The majority of the new drivers start out super cautious when first learning to drive. They’re model citizens- driving the speed limit, hyper-aware of their surroundings. But like all novelties, the newness wears off with the period.
Fanshawe Driving School came up with some tips that can lead you towards becoming a better driver. We believe driving is an A(Awareness) R(Responsibility) T(Technique)
Check out our top-rated driving tips to help your kid become a better driver.
- Model positive driving habits. That means, parents and guardians, put your phone down while driving.
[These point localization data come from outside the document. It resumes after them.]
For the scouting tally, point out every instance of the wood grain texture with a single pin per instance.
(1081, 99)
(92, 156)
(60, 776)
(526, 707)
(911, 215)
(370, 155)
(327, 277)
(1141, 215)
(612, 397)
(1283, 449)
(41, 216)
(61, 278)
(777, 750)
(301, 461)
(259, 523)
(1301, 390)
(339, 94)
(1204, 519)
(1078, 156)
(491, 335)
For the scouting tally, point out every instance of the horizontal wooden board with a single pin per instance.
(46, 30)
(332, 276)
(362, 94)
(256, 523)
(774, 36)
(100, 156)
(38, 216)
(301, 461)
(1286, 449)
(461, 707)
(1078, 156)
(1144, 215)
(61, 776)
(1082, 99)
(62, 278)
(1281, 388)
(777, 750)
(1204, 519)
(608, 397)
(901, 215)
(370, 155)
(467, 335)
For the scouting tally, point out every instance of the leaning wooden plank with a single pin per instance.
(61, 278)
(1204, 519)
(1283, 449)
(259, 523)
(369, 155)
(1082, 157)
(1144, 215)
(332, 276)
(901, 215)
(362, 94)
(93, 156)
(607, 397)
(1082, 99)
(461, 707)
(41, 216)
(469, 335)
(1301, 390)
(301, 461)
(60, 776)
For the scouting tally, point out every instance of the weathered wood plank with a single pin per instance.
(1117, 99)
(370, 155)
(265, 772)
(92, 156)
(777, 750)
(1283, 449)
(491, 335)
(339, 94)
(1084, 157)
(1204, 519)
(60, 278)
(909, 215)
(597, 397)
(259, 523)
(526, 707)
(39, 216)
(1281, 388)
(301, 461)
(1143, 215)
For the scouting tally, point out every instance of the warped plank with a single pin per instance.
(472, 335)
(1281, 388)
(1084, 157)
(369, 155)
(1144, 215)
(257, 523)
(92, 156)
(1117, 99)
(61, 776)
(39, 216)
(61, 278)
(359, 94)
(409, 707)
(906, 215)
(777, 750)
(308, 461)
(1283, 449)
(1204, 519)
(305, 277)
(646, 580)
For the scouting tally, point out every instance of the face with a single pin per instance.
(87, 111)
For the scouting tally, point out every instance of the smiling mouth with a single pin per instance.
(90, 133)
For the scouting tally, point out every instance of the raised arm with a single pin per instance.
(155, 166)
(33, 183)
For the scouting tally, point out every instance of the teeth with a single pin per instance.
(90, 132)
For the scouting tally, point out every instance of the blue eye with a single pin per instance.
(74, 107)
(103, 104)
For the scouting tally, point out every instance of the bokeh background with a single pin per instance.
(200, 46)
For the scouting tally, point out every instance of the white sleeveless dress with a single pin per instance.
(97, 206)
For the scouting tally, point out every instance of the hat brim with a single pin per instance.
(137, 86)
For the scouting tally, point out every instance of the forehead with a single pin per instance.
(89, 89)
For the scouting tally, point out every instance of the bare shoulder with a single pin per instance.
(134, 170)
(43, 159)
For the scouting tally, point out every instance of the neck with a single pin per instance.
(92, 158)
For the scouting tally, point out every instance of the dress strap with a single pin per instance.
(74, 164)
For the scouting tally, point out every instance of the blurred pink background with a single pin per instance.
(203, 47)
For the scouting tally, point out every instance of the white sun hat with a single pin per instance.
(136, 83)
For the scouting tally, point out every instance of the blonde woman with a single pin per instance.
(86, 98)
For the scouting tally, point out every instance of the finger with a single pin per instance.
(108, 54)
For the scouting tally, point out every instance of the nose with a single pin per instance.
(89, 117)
This includes text to talk, fiddling with your Apple Music playlist and not taking red light selfies! (You know some of you do.) They’re watching, if for no other reason than to stack up evidence against you.
- Allow your kid to drive as much as possible – during the permit year is a great place to start. The more driving scenarios they’re exposed to, the more they’ll learn how to respond.
- Geographical driving culture. Teach your kid road etiquette. Adjust expectations based on your local driving culture. Teens who live in rural settings, back roads, and one traffic light will have a much different experience than driving in say, Toronto.
- Communication. Be in constant contact. Help your kid to be accountable to you and aware of their surroundings. Set limitations and make your kid adhere to them.
- Help your kid understand opportunities. Have conversations with your kid about the privilege of driving. Not lectures. Conversations. Invite dialogue about ways they can use their license for productivity. (Hint. Jobs, extracurricular activities, evening, post-pajama store runs for you….)
- Ride in your teen’s car. Oh man, they’ll love this one. Invite a drive somewhere in their car. Don’t give them the option. Occasionally, encourage and support their driving in their element. They may or may not look back on this fondly. Either way, it’s good to let them know that you’re invested in their driving.
- Discuss teen accident news. It seems morbid, but this kind of education can have a direct impact on peers. Awareness is critical. Especially when it comes to their peers, teens can take mortality for granted. Share your experience about the instances that cause accidents.
- Encourage and praise them. Kids need to know when they’re doing a good job. Praise healthy driving habits, consistently getting home by curfew, and infrequently throw them a couple of extra bucks for gas. Encouragement is motivating.
- Seatbelts. Always. Every time. Every single passenger. Non-negotiable.
Fanshawe Driving School Ontario suggests drivers to be invested in their role as a licensed driver. Even if you can afford it, require that they contribute to insurance, gas, and maintenance. Give them ownership of this responsibility.